Yağmurun sesi usul usul giriyordu kulaklarıma. Pasını söküp atar gibi adeta. Ne çok şey anlatır bize şu yağan yağmur ama duymak istemeyiz. Ne olacağını düşünmeden sadece yağmurun bana ne anlattığını dinlemek istiyordum. Gözlerimi kapatıp burnuma gelen toprak kokusunu içime çeke çeke bir gün her şeyin son bulacağı anı beklercesine dinliyordum yağmuru.Bitecekti her şey.
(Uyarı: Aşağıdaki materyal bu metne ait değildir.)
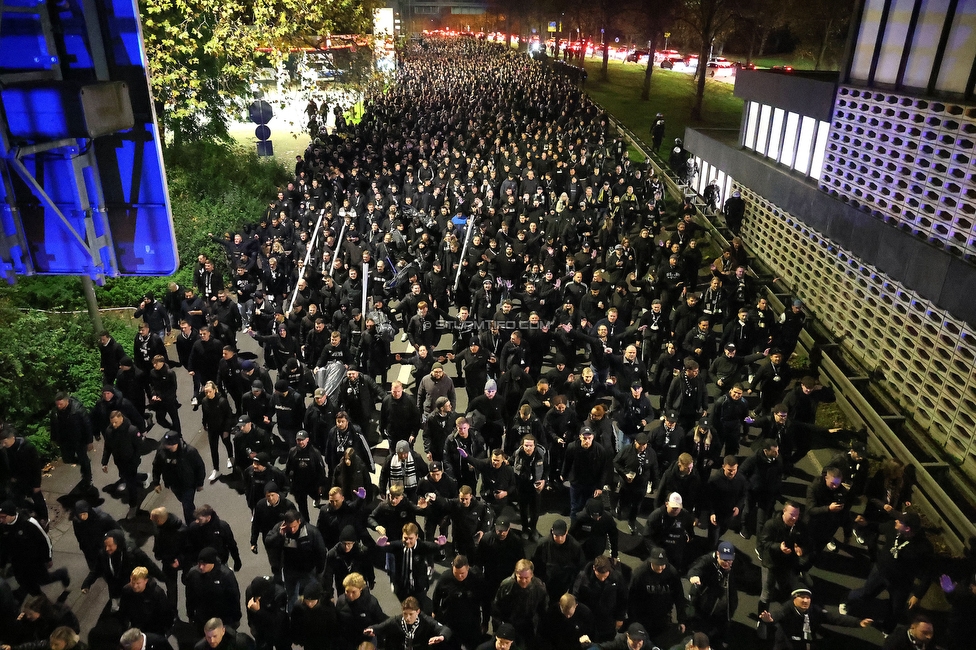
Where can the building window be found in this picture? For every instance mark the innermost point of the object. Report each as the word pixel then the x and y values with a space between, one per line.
pixel 790 134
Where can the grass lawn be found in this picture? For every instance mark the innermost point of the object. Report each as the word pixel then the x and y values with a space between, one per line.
pixel 672 93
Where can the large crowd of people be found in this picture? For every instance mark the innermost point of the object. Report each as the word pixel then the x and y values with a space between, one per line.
pixel 482 219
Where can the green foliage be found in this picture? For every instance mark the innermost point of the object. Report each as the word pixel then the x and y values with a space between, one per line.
pixel 215 187
pixel 41 354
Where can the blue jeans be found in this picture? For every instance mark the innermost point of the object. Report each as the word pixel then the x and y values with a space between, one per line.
pixel 579 494
pixel 897 597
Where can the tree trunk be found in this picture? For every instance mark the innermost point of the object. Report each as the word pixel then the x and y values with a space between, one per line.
pixel 649 70
pixel 605 69
pixel 762 41
pixel 823 45
pixel 702 72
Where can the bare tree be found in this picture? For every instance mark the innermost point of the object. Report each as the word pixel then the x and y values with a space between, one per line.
pixel 821 26
pixel 707 18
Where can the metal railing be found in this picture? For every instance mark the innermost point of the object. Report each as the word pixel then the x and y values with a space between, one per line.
pixel 943 512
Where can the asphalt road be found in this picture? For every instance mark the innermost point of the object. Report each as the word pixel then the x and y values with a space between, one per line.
pixel 831 582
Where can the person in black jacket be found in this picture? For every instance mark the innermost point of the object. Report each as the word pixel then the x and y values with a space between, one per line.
pixel 587 467
pixel 179 466
pixel 656 590
pixel 267 615
pixel 162 390
pixel 144 604
pixel 211 591
pixel 218 420
pixel 27 548
pixel 25 466
pixel 306 472
pixel 902 568
pixel 713 592
pixel 90 526
pixel 302 553
pixel 356 610
pixel 71 430
pixel 636 467
pixel 763 472
pixel 168 545
pixel 110 354
pixel 115 564
pixel 603 589
pixel 462 603
pixel 410 576
pixel 122 444
pixel 313 620
pixel 593 527
pixel 207 530
pixel 798 622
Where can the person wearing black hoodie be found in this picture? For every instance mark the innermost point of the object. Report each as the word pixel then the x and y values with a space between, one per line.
pixel 179 466
pixel 211 592
pixel 168 546
pixel 122 444
pixel 210 531
pixel 90 526
pixel 266 614
pixel 313 620
pixel 115 564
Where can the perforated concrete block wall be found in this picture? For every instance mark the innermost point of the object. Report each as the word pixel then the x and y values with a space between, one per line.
pixel 926 358
pixel 908 161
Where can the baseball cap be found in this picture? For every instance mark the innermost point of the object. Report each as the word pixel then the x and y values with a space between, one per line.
pixel 910 519
pixel 659 557
pixel 637 632
pixel 505 631
pixel 594 506
pixel 726 551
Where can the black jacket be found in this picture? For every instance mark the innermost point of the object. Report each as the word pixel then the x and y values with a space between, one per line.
pixel 215 594
pixel 180 470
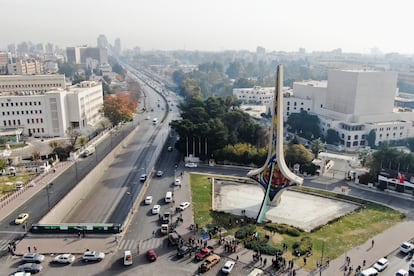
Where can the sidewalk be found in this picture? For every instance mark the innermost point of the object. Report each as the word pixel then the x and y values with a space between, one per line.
pixel 10 203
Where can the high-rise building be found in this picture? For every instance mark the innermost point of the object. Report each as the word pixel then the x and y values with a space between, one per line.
pixel 102 42
pixel 117 46
pixel 79 55
pixel 49 113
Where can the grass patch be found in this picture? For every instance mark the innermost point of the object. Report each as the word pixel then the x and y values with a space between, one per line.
pixel 201 194
pixel 333 239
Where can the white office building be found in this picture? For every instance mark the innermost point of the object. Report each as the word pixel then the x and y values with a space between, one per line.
pixel 353 103
pixel 50 113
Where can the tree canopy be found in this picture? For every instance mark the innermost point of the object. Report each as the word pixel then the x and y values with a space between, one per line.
pixel 119 108
pixel 211 124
Bir gün son bulacaktı. O gün ne kadar yakın bilmiyorum. Fakat bekliyordum.
İçimde çalan şarkıda bana eşlik ediyordu.
Eğer bir masal perisi
Girerse rüyalarına
Öldü dersin gül güzeli
Tılsımını kaybettiHayat işte anı yaşamak istediğin an seni koparıp gerçeği ile yüzleştirir. Yine koptuğum en güzel bir anda yaklaşan otobüse binmek için ayağa kalktım.
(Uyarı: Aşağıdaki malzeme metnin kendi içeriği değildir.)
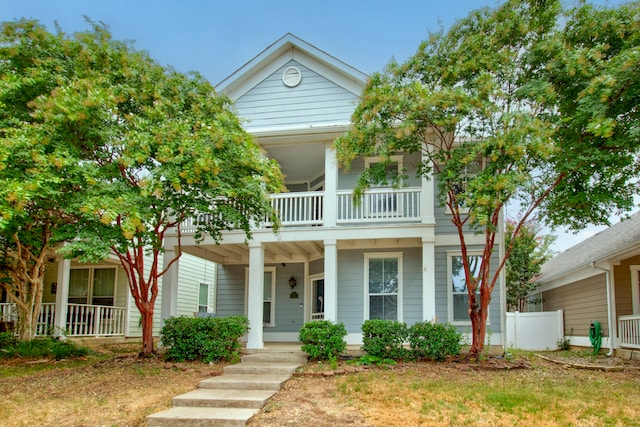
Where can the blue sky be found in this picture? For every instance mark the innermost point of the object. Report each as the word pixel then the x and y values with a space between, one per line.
pixel 217 37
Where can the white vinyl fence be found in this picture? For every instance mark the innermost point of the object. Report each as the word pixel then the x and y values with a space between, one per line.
pixel 535 331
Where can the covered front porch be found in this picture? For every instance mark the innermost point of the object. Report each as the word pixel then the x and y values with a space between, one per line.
pixel 82 320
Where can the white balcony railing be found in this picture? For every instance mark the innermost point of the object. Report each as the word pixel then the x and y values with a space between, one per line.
pixel 306 208
pixel 82 319
pixel 298 208
pixel 629 331
pixel 380 205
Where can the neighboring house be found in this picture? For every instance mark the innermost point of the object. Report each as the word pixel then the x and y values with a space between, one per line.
pixel 597 280
pixel 93 300
pixel 393 256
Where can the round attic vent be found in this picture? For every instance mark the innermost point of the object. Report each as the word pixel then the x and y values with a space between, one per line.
pixel 291 76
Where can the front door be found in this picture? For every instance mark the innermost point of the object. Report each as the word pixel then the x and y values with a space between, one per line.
pixel 315 302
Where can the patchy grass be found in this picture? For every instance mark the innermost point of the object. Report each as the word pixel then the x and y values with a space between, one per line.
pixel 445 394
pixel 112 387
pixel 108 387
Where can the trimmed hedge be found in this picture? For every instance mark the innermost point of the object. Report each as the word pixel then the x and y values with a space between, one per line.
pixel 434 341
pixel 385 339
pixel 323 339
pixel 208 339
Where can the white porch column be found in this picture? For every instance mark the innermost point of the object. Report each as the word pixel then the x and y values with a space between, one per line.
pixel 428 279
pixel 330 199
pixel 62 298
pixel 169 298
pixel 255 295
pixel 331 280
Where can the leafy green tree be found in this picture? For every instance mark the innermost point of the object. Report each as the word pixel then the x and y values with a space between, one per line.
pixel 492 109
pixel 529 250
pixel 156 148
pixel 39 174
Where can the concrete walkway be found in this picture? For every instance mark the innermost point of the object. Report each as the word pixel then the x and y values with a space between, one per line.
pixel 234 397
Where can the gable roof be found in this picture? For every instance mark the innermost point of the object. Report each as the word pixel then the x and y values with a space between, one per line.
pixel 240 80
pixel 608 244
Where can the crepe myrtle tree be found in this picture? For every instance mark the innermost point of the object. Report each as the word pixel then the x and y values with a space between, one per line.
pixel 522 103
pixel 155 147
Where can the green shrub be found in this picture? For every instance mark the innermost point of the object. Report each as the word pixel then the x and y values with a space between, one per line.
pixel 44 347
pixel 7 339
pixel 208 338
pixel 385 339
pixel 434 341
pixel 323 339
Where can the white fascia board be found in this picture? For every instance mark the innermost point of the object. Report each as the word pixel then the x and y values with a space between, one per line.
pixel 569 278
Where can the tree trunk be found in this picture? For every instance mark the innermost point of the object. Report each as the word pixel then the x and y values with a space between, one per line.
pixel 147 330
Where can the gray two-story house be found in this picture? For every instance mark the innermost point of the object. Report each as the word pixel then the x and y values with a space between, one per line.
pixel 392 256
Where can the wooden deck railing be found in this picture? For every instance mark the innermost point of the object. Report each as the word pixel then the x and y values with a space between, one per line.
pixel 629 331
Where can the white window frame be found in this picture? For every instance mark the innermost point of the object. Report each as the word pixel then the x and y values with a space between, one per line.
pixel 450 293
pixel 467 176
pixel 635 288
pixel 90 286
pixel 376 255
pixel 272 312
pixel 207 306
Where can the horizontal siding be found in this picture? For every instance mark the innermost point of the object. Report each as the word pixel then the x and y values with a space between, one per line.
pixel 442 291
pixel 351 290
pixel 315 100
pixel 623 291
pixel 412 286
pixel 348 179
pixel 134 326
pixel 289 316
pixel 351 287
pixel 582 303
pixel 191 272
pixel 230 290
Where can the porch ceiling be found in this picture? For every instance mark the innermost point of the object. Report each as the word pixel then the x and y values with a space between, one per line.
pixel 292 251
pixel 229 254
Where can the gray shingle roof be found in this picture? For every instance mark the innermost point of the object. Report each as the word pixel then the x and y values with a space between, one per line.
pixel 604 245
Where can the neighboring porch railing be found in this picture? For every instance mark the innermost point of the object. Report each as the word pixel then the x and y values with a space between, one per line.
pixel 82 319
pixel 629 331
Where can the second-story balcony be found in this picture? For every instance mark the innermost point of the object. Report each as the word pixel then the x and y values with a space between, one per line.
pixel 299 209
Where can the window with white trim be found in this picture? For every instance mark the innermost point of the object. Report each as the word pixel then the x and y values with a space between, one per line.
pixel 461 187
pixel 269 303
pixel 458 296
pixel 383 286
pixel 93 285
pixel 203 298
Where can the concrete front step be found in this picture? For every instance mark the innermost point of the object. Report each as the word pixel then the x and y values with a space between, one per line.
pixel 224 398
pixel 246 381
pixel 262 368
pixel 196 417
pixel 292 357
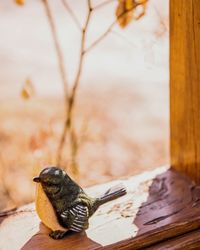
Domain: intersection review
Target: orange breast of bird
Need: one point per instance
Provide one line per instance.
(45, 210)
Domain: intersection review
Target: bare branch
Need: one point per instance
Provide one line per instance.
(110, 27)
(59, 53)
(72, 97)
(72, 14)
(100, 38)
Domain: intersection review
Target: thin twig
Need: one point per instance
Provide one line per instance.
(59, 53)
(72, 97)
(110, 27)
(72, 14)
(62, 73)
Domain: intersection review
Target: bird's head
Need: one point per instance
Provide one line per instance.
(51, 179)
Kulağıma kulaklığı takıp düşüncelere daldım yine. Bırakamıyorum hastalık gibi peşimden geliyo her an. Düşünmek benim hastalığım.
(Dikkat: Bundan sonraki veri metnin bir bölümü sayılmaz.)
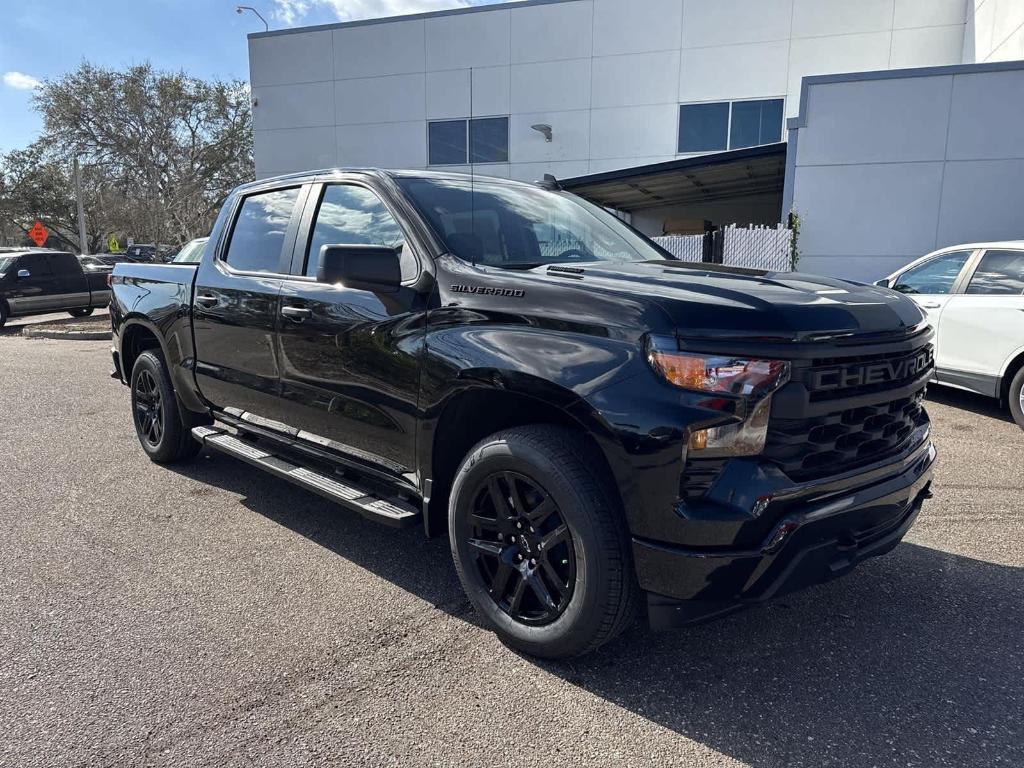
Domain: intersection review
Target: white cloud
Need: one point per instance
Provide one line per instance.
(291, 11)
(20, 81)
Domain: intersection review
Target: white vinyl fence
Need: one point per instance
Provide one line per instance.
(755, 247)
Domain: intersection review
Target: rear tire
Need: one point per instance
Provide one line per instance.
(540, 542)
(1016, 397)
(163, 427)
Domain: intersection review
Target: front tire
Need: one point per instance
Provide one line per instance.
(1016, 397)
(163, 427)
(540, 542)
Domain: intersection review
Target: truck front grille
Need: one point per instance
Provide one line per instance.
(698, 476)
(807, 449)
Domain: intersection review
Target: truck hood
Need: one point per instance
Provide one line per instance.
(707, 300)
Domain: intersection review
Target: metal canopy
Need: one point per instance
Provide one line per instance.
(758, 170)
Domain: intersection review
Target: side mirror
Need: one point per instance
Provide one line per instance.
(368, 267)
Düşününce hiç bir şey değişmiyor. Kafamda her an her dakika bir film şeridi gibi geçip gidiyor. Kısır döngü gibi tekrarlıyor kendini.
Bu gün ne mi düşünüyorum? Küçük bir kızı. Hayalleri dünyadaki renklerden bile daha renkli olan küçük bir kızı. Sahi ne çok hayal kurardı. Toz pembe bakmak kavramı bu kızın takendisiydi. Her şeyi herkezi kendisi gibi bilirdi. Dünyayı cennet sanırdı. Fakat büyüdükçe insanları tanıdıkça anladı ki o küçük kız bir masal perisiydi ve artık biliyorduki ancak masallarda hayaller renkliydi.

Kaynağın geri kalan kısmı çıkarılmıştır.